Archives for May2013

Scrum vs. Kanban vs. Scrumban: Team Members, Meetings, and Roles

We recently talked about the processes and the structure of agile methodologies, but at the center of the implementation of these methodologies is the team. Therefore, this time we review the differences of the three methodologies – Scrum, Kanban, and Scrumban – with respect to the team members, roles, and interactions.


In Scrum, there are several roles: Product Owner, Scrum Master, and the team itself.
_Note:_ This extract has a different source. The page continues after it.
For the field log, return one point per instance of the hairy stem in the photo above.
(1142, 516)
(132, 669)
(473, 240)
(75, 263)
Product owner is responsible for the product vision and priorities – and she is the person who decides which items or user stories are the most important to work on and complete in a sprint. The Scrum Master ensures that the Scrum process is going as agreed, removes any issues in the process and provides leadership with regards to the way it works. The team actually builds and implements the product.

Kanban and Scrumban do not have clearly defined roles for team members – so the roles may wary and it is up to the team whether any roles should be used at all.

Team members

Generally, Scrum is a methodology where the team members can be cross-functional. While there is no precise definition on what is cross-functional, the team as a whole should have the skills to complete the work within each iteration. As Scrum is time-limited methodology, it often happens that some team members need to work on several types of tasks in order to complete the work during the sprint – but as mentioned above, the methodology does not explicitly define what is cross-functional.
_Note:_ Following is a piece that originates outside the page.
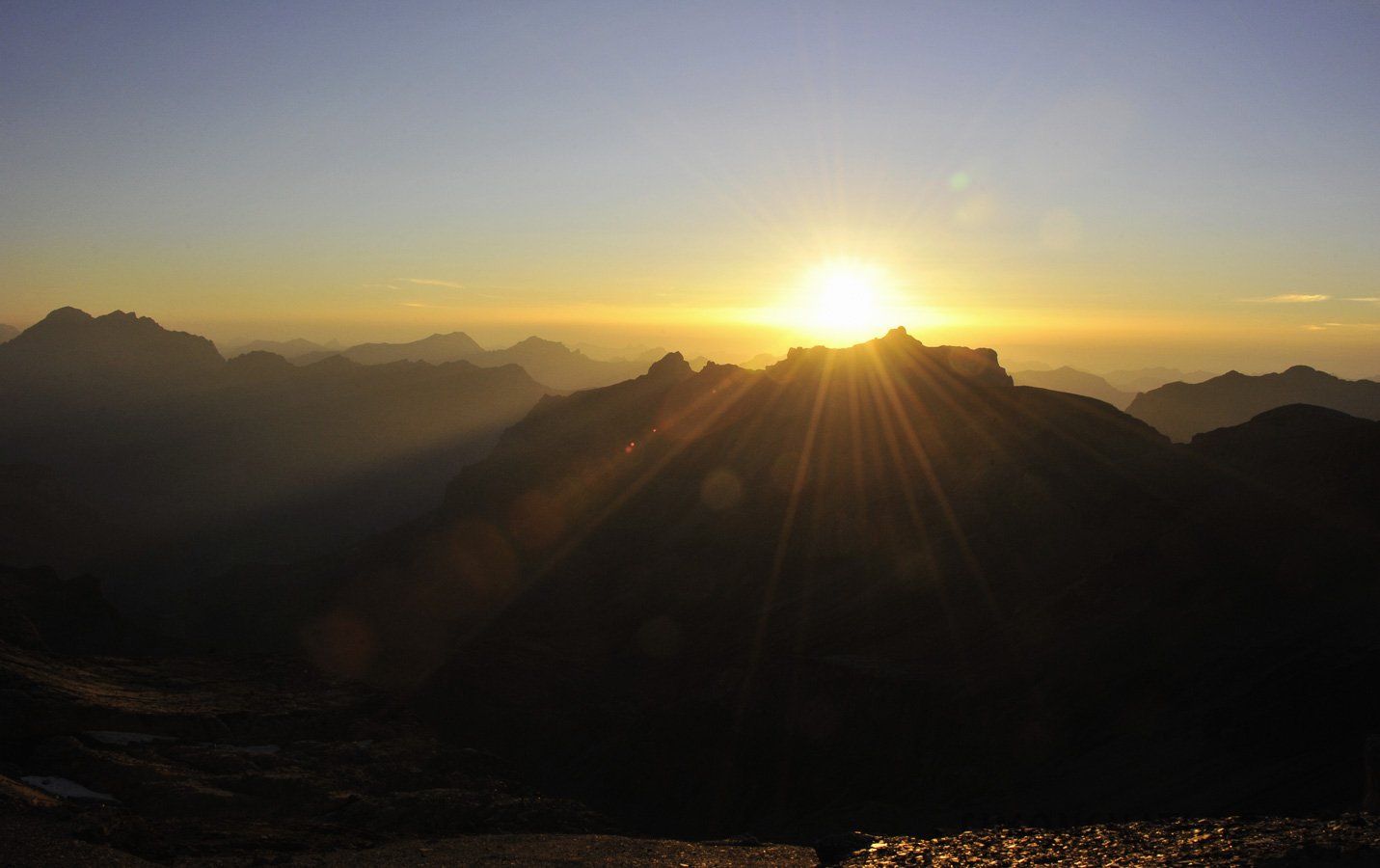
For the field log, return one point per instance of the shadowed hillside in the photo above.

On the other hand, in Kanban the team members’ specialization or preference to tasks is preferred. Since the work is limited by work in progress, anyone with items in backlog can start working on another item as soon as they are finished with their own – which allows for specialization of the team members.
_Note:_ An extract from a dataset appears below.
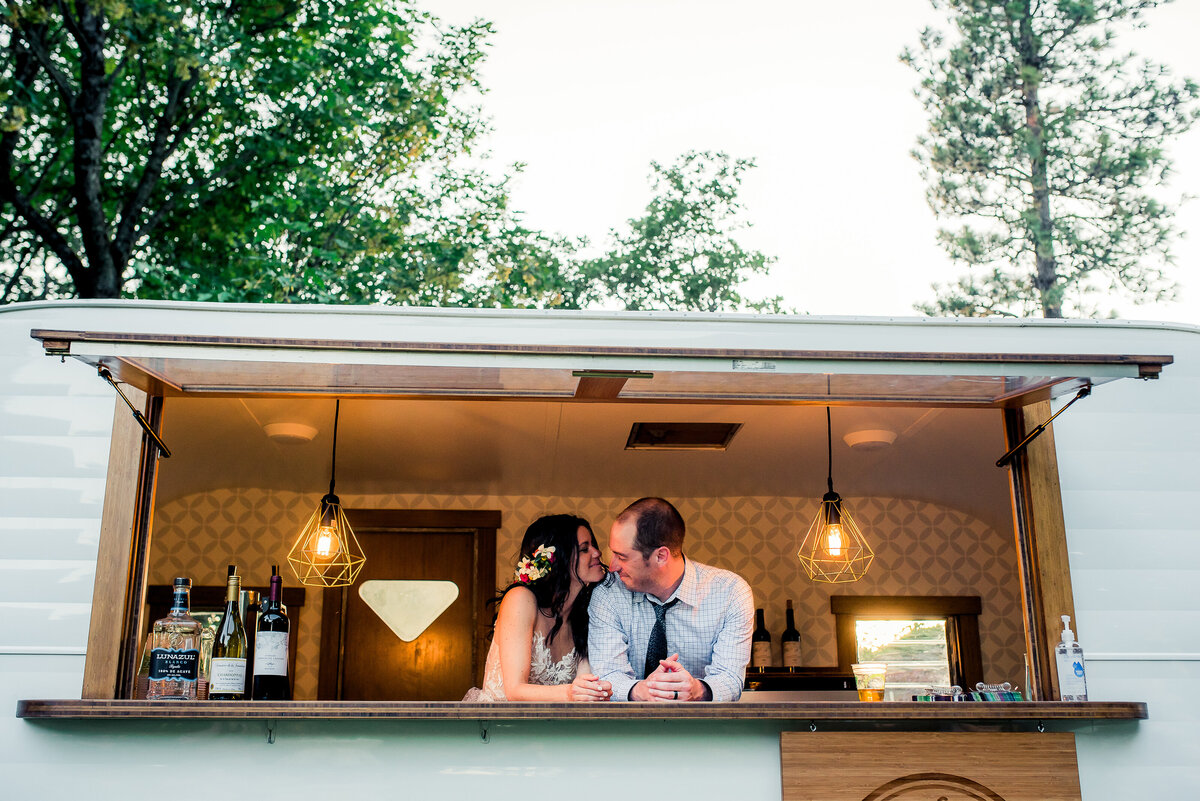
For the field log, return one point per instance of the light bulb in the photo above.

In Scrumban, the team can be either specialized or cross-functional.


The key difference in ownership is that while Scrum is a team-oriented methodology and is owned by a team, Kanban and Scrumban support multiple team ownership. So, for example in Kanban, different stages of the process can be owned by several teams – such as development team, quality assurance team, and others.


Several meetings are used in Scrum. They are sprint planning, daily scrum, and retrospective.

The sprint planning meeting involves pulling items from the backlog into the sprint and prioritizing the user stories that will be carried out during the sprint.

The daily scrum or stand-up meeting includes a short daily meeting where each member of the team briefly shares what they are working on. The daily scrum typically lasts no more than 15 minutes.

The retrospective reviews the teams progress after each sprint, and discusses ways to improve the process.

In Kanban and Scrumban, meetings are optional. They can be avoided entirely, or agreed upon on a regular or on demand basis.

Short Kaizen events can be done from time to time in order to focus. Kaizen events are defined as short, breakthrough events where employees from several departments or teams examine a problem, propose solutions and implement changes. These events can be used in Kanban and Scrumban from time to time, in order to solve issues or improve the process of work.

Continuous improvement

The approach to continuous improvement prescribes how the team makes changes and improves their work process based on the issues they encounter.

Scrum achieves continuous improvement by using a sprint retrospective meeting after the sprint, and discussing the outstanding issues as well as improvements to the way to work.

In Kanban and Scrumban, continuous improvement is optional. However, as mentioned above, short Kaizen events can be used for this purpose as well.

The next time we will be reviewing a few other differences between Scrum, Kanban, and Scrumban – including boards, rules, and who should use which methodology.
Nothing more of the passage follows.